Recovery Rate = [Product in GPH / Total Flow in GPH] x 100
Sample Calculations can be found here:
Compare your Total Flow Rate & Recovery Rate to your system’s nominal specs.
Quick Production Breakdowns of Systems
MINIMUM ACCEPTABLE RECOVERY RATE VALUES:
7% Clark Pump (Ventura 150)
6.5% Actual Recovery ---> 5.5% Minimum Acceptable
10% Clark Pump (Ventura 200, Cape Horn, Catalina, Newport 400)
9.0% Actual Recovery ---> 8.0% Minimum Acceptable
20% Clark Pump (Newport 700/1000)
18.5% Actual Recovery ---> 17.5% Minimum Acceptable
***Recovery Rate below minimum is indicative of an internal leak within the Clark Pump***
If the measured recovery rate is lower than the "Minimum Acceptable Recovery Rate", then it's time to send your pump in for an upgrade as it is worn out or pick up an upgrade kit to attempt on your own.
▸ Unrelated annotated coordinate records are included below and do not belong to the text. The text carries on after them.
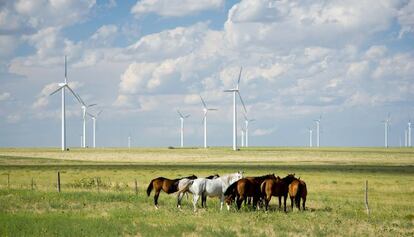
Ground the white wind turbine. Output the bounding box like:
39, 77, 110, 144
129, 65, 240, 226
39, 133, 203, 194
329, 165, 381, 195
84, 110, 102, 148
224, 67, 247, 151
50, 56, 81, 151
308, 128, 312, 147
381, 113, 391, 148
314, 115, 322, 147
177, 110, 190, 147
77, 95, 96, 148
200, 95, 217, 148
243, 113, 256, 147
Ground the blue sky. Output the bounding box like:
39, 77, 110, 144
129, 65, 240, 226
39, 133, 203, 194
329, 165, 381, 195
0, 0, 414, 147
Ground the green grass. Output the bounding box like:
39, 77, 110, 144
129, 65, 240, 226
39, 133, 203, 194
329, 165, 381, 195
0, 148, 414, 236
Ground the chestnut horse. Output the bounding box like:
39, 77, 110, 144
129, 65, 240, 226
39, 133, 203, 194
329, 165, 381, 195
261, 174, 295, 212
147, 175, 197, 209
289, 178, 308, 210
224, 174, 276, 210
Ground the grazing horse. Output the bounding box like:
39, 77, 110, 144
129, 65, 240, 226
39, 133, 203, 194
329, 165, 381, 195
147, 175, 197, 209
289, 178, 308, 210
177, 174, 220, 208
261, 174, 295, 212
224, 174, 276, 210
178, 171, 243, 211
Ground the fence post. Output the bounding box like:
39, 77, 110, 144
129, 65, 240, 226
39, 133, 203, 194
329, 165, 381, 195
96, 177, 99, 193
57, 171, 60, 193
365, 180, 369, 215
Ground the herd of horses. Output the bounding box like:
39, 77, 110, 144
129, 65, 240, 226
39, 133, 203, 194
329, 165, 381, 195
147, 171, 307, 212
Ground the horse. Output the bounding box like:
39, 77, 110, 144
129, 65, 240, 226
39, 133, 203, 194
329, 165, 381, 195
224, 174, 276, 210
147, 174, 197, 209
289, 178, 308, 210
260, 174, 295, 212
177, 171, 243, 211
177, 174, 220, 208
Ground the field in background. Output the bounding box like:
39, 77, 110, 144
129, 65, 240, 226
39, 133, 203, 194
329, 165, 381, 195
0, 148, 414, 236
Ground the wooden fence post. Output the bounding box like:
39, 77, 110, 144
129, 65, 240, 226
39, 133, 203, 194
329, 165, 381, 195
365, 180, 369, 215
57, 171, 60, 193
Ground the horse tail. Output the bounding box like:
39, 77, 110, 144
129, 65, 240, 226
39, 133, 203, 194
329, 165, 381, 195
224, 181, 238, 196
147, 179, 155, 197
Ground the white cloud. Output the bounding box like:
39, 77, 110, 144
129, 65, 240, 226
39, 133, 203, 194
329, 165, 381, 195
0, 92, 11, 101
131, 0, 224, 17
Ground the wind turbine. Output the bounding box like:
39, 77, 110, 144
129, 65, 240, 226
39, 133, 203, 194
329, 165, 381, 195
177, 110, 190, 147
382, 113, 390, 148
84, 110, 102, 148
224, 67, 247, 151
243, 113, 256, 147
308, 128, 312, 147
407, 120, 411, 147
240, 128, 244, 147
314, 115, 322, 147
50, 56, 81, 151
77, 95, 96, 148
200, 95, 217, 148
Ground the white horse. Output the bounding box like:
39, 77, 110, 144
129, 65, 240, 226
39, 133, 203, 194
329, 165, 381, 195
177, 171, 243, 211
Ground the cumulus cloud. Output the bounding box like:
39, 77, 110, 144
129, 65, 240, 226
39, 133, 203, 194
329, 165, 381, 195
131, 0, 224, 17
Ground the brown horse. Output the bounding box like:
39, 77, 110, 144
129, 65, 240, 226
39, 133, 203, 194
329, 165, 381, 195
289, 178, 308, 210
261, 174, 295, 212
147, 175, 197, 209
224, 174, 276, 210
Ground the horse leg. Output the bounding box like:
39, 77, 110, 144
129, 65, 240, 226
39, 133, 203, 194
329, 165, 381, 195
193, 194, 199, 212
154, 190, 160, 209
302, 197, 306, 211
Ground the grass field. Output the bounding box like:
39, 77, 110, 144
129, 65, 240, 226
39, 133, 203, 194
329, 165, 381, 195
0, 148, 414, 236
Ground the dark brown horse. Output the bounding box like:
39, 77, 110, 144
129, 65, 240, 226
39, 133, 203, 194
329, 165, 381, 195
224, 174, 276, 210
289, 178, 308, 210
201, 174, 220, 207
147, 175, 197, 209
261, 174, 295, 212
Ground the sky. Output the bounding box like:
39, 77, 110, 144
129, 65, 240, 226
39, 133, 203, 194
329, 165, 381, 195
0, 0, 414, 147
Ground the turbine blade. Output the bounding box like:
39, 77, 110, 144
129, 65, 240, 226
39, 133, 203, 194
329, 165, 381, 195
65, 84, 85, 105
49, 86, 65, 96
200, 95, 207, 108
237, 91, 247, 113
237, 67, 243, 85
177, 109, 184, 118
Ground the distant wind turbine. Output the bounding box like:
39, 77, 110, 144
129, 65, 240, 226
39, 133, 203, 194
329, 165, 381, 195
50, 56, 81, 151
314, 115, 322, 147
308, 128, 312, 147
382, 114, 390, 148
243, 113, 256, 147
177, 110, 190, 147
224, 67, 247, 151
200, 95, 217, 148
87, 110, 102, 148
77, 95, 96, 148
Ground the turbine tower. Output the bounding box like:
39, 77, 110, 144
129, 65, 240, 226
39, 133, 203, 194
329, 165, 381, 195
177, 110, 190, 147
87, 110, 102, 148
308, 128, 312, 147
243, 113, 256, 147
224, 67, 247, 151
200, 95, 217, 148
77, 94, 96, 148
50, 56, 81, 151
314, 115, 322, 147
407, 120, 411, 147
382, 114, 390, 148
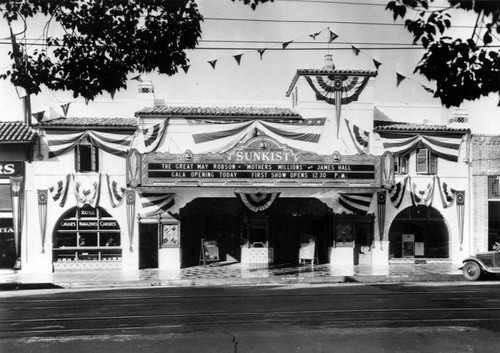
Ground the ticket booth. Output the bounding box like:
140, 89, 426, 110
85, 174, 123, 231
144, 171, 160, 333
402, 234, 415, 258
241, 215, 274, 267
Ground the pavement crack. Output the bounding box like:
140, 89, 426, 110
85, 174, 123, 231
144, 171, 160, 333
225, 332, 238, 353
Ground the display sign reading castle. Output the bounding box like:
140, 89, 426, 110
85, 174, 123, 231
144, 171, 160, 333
127, 136, 392, 187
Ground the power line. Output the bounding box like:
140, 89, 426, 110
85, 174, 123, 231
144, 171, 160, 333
203, 17, 474, 28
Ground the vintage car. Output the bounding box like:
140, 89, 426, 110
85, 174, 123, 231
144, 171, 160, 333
460, 244, 500, 281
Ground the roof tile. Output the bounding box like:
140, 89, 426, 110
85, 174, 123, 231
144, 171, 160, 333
0, 121, 37, 143
135, 105, 301, 119
36, 117, 137, 128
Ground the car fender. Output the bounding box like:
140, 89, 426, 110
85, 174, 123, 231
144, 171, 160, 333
459, 256, 490, 272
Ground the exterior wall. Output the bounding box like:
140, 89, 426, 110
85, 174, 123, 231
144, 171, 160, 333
471, 135, 500, 253
21, 132, 138, 273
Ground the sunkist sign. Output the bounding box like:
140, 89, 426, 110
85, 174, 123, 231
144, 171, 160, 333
0, 161, 24, 178
127, 136, 392, 187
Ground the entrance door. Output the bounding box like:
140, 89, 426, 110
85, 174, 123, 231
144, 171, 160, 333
139, 223, 158, 269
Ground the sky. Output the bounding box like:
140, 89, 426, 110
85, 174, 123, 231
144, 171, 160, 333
0, 0, 500, 133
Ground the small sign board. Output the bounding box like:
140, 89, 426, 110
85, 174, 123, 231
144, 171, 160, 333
299, 235, 318, 265
200, 238, 219, 265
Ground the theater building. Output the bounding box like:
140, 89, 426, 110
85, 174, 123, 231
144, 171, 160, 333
16, 55, 474, 272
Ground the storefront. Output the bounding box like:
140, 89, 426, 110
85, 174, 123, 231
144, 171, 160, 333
0, 122, 37, 269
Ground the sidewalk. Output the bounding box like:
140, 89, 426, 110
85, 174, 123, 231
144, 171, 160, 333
0, 263, 464, 291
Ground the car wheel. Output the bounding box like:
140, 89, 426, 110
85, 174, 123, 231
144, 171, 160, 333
463, 261, 481, 281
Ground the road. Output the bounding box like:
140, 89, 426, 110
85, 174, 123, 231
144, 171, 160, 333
0, 281, 500, 353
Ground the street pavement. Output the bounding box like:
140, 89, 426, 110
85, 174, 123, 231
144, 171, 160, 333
0, 262, 464, 291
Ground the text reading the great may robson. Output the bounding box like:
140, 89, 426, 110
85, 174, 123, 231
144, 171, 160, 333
148, 163, 375, 180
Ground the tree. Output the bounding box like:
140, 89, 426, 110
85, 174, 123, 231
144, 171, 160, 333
386, 0, 500, 107
0, 0, 273, 106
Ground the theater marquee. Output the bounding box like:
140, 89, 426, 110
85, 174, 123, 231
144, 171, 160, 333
127, 136, 394, 187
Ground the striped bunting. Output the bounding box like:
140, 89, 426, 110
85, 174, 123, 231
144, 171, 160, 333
436, 177, 456, 208
188, 118, 326, 152
49, 174, 71, 207
45, 130, 134, 158
139, 194, 175, 217
344, 119, 370, 154
139, 119, 168, 153
378, 131, 464, 162
235, 192, 280, 212
106, 174, 125, 208
305, 75, 370, 105
389, 177, 409, 208
339, 193, 373, 216
411, 177, 436, 207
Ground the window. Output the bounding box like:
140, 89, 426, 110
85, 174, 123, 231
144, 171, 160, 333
394, 155, 408, 174
75, 141, 99, 172
53, 207, 122, 261
417, 148, 437, 174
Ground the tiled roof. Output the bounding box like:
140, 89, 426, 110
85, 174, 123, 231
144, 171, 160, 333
0, 121, 37, 143
36, 118, 137, 129
286, 69, 377, 97
373, 123, 470, 133
135, 105, 301, 119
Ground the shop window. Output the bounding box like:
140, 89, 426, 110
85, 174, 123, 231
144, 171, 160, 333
394, 155, 408, 174
75, 141, 99, 172
488, 176, 500, 250
0, 184, 12, 211
53, 207, 122, 261
417, 148, 437, 175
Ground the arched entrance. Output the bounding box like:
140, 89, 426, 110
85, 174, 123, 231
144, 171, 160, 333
180, 198, 333, 267
389, 205, 449, 258
52, 207, 122, 263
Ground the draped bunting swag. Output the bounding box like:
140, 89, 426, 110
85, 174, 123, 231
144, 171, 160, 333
378, 131, 464, 162
10, 177, 24, 262
188, 118, 326, 152
339, 193, 373, 216
305, 75, 370, 138
45, 130, 134, 158
139, 194, 175, 217
344, 119, 370, 154
411, 177, 436, 207
106, 174, 125, 208
377, 191, 387, 250
437, 177, 456, 208
125, 189, 135, 252
37, 189, 48, 254
73, 173, 101, 208
61, 103, 71, 118
389, 177, 409, 208
235, 192, 280, 212
49, 174, 71, 207
139, 119, 169, 153
456, 190, 465, 251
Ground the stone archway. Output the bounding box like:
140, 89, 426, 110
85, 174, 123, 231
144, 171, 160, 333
389, 205, 449, 259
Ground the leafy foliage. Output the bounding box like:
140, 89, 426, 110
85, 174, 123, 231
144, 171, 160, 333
0, 0, 273, 101
386, 0, 500, 107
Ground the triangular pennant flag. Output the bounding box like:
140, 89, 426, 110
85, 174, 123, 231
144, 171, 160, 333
283, 40, 293, 50
328, 30, 339, 43
31, 110, 45, 122
422, 85, 434, 93
61, 103, 71, 118
309, 32, 321, 40
234, 54, 243, 65
396, 72, 406, 87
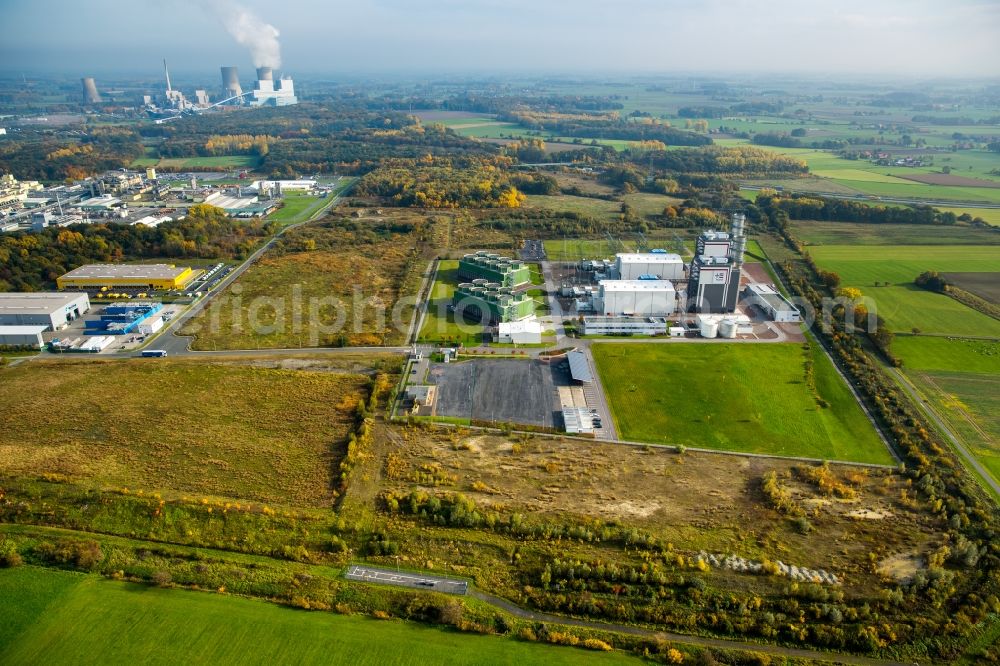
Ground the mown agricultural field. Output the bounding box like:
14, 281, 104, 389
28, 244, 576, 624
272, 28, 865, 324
0, 359, 368, 506
417, 260, 483, 344
182, 209, 430, 350
0, 567, 638, 666
792, 220, 1000, 246
809, 245, 1000, 336
892, 336, 1000, 488
592, 343, 892, 464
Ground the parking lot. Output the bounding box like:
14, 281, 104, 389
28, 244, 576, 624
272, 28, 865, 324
428, 359, 570, 428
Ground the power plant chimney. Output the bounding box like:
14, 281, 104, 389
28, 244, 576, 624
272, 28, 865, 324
222, 67, 243, 99
80, 76, 101, 104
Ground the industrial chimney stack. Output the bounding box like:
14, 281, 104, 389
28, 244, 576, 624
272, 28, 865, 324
80, 76, 101, 104
222, 67, 243, 99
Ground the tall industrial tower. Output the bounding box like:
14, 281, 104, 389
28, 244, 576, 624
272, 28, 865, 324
80, 76, 101, 104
Note that certain seals/o-rings can be challenging in the field without some of the specialized installation tools used at the factory.
See General Clark Pump Check-Up for some tips on checking out your Clark Pump.
Low feed flow and/or low feed pressure is commonly associated with a lack of voltage or a worn feed pump head. If you are making above the minimum value for Product Flow and the quality is below 500 ppm, the system is functioning normally.